FinCEN’s position only makes sense if you accept that “value” itself — in any form — can be “transmitted” simply by exchanging ownership.
That interpretation:
- Collapses the distinction between selling and transmitting value.
- Expands “money transmission” to include any business exchange of value.
- Goes beyond the plain text of 31 CFR § 1010.100(ff)(5), which clearly requires acceptance from one person and transmission to another.
So you’re right: under a plain reading, the statement
“You’re performing the same economic function as a remittance”
is not true mechanically or linguistically — it’s a policy-based inference, not a factual description.
✅ 5. Bottom line
P2P Traders will say
“It doesn’t seem true that I’m performing the same economic function as a remittance.”
Because in reality:
- A remittance involves sending someone else’s value to a third party.
- A P2P trade involves selling your own property to someone else.
FinCEN treats those as economically similar for enforcement purposes, but they are not the same in substance.
That difference is exactly why many literal and analytical thinkers — especially those on the spectrum — struggle with FinCEN’s framing: it’s not logically consistent with the plain meaning of “transmission.”
In conclusion, I hope I have illustrated why so many logical, literal, and spectrum thinkers out there are unable to understand the Fincen interpretation of the law. These people will often default to the literal interpretation.
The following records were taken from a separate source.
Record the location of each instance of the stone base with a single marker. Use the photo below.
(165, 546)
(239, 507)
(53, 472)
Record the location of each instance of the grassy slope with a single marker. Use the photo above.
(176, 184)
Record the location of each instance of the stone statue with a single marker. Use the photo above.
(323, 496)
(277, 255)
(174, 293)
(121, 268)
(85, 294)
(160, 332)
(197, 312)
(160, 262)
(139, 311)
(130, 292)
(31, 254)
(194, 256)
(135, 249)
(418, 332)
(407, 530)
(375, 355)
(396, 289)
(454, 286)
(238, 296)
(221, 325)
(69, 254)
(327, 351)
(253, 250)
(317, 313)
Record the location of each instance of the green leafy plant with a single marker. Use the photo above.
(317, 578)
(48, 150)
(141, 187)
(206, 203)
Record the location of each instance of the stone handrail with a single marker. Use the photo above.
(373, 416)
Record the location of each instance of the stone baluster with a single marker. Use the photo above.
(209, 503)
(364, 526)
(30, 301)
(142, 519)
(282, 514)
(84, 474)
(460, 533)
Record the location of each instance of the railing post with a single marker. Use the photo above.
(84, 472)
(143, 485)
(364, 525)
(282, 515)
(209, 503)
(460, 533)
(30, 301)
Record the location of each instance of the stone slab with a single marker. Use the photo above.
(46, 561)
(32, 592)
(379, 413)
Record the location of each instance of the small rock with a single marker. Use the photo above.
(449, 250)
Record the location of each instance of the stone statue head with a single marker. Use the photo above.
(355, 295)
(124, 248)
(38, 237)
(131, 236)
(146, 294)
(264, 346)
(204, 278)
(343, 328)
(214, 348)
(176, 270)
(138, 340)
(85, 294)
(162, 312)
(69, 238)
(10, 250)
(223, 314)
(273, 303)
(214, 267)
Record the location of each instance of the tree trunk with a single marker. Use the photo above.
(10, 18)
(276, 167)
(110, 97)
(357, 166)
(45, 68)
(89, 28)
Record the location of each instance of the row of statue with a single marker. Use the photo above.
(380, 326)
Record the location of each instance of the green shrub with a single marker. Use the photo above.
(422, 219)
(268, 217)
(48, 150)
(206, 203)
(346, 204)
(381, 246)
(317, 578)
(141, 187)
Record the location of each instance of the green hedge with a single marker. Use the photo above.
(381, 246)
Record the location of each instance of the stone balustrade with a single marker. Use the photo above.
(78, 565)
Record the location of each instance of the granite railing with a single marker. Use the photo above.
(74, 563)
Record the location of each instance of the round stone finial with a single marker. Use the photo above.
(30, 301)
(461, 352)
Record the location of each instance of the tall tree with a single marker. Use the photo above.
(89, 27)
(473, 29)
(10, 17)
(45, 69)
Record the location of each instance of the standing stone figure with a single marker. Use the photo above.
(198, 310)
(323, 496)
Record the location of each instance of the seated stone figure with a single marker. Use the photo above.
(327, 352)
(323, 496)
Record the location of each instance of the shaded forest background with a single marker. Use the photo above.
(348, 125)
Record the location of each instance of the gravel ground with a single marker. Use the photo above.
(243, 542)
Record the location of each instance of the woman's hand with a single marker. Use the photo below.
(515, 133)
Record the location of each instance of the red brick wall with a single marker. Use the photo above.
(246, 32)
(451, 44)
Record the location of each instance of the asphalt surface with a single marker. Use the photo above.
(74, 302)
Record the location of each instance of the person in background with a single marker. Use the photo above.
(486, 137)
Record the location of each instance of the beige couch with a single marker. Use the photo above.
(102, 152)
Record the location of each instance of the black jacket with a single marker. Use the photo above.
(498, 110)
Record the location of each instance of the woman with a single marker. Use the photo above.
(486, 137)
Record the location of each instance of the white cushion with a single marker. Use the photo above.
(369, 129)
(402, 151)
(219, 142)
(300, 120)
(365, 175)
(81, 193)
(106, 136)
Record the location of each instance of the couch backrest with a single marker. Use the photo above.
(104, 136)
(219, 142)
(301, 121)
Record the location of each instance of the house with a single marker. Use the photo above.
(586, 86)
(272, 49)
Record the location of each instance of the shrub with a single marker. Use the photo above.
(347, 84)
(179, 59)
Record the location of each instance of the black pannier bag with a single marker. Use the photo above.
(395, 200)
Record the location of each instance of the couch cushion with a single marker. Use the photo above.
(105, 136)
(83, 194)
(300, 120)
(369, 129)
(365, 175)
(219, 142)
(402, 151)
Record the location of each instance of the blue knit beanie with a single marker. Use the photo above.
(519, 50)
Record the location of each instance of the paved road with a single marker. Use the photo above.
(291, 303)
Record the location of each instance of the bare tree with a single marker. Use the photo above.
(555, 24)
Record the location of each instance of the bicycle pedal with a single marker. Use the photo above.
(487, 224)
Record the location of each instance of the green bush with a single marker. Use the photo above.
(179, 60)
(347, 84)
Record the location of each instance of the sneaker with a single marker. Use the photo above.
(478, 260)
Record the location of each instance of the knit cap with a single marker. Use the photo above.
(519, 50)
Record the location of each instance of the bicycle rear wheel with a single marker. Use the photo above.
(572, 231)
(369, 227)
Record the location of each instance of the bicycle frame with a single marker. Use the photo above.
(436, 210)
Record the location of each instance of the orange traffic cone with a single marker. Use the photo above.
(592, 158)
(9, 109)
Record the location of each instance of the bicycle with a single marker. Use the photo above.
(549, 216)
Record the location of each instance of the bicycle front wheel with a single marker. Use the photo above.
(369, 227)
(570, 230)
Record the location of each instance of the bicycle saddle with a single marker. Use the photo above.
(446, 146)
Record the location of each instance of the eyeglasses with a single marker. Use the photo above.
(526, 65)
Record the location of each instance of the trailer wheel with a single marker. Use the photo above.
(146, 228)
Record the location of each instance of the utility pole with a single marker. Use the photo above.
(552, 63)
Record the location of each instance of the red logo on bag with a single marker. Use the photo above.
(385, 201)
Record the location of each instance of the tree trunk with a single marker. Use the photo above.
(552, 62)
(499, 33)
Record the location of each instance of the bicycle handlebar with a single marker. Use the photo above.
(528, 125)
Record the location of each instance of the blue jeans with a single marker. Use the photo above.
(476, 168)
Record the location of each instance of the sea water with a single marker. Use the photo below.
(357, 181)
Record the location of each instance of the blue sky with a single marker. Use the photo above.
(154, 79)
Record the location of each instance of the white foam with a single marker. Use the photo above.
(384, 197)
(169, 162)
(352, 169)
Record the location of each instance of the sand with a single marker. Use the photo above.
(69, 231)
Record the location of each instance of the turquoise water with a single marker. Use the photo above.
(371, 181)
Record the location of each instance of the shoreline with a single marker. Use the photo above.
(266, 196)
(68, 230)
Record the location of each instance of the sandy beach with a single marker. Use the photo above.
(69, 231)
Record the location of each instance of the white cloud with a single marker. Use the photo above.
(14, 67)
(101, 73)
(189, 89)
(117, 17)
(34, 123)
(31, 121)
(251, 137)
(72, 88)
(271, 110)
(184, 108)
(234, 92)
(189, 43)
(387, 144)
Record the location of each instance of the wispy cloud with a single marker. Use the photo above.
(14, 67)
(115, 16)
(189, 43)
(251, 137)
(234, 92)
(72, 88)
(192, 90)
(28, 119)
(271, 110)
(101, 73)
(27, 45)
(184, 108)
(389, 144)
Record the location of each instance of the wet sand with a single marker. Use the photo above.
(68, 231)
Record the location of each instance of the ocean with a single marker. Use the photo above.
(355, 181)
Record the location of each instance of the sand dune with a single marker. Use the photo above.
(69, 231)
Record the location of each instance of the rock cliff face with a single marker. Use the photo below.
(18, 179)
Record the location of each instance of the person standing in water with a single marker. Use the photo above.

States and the Federal Government need to explain things simply and logically to their citizens and create clear paths to licensing and registration for both the Enterprise level companies and the single P2P trader alike.
When I started out in 2014, i was told by the IRS that as a P2P trader, I WAS NOT a money transmitter after I describe my trading model. This is even after Fincen’s 2013 guidance which suggested I would be. I read the guidance too at the time and concluded I was not also, because I was not transmitting money. Many others at the time came to the same conclusion I did.
A few years later I checked back with Fincen and this time they told me a I was a currency exchange. I asked for a supervisor for clarification and Fincen quit talking to me! The customer service associate got upset because I was trying to figure out what I was and what I had to do and wanted the regulations explained to me and she was unable to explain their own regulations. She seemed to have less knowledge than me.
Fincen needs to be more customer service oriented towards the registrants and provide adequate customer service. Fincen doesn’t notify registrants when its time to renew. Fincen takes a punitive stance over coaching, training, and education. I have heard feedback from attorneys who deal with fincen that proceedings are held in a “Kangaroo Court.” That is, the court is seen by the attorneys as not objective and giving deference to Fincen over the law.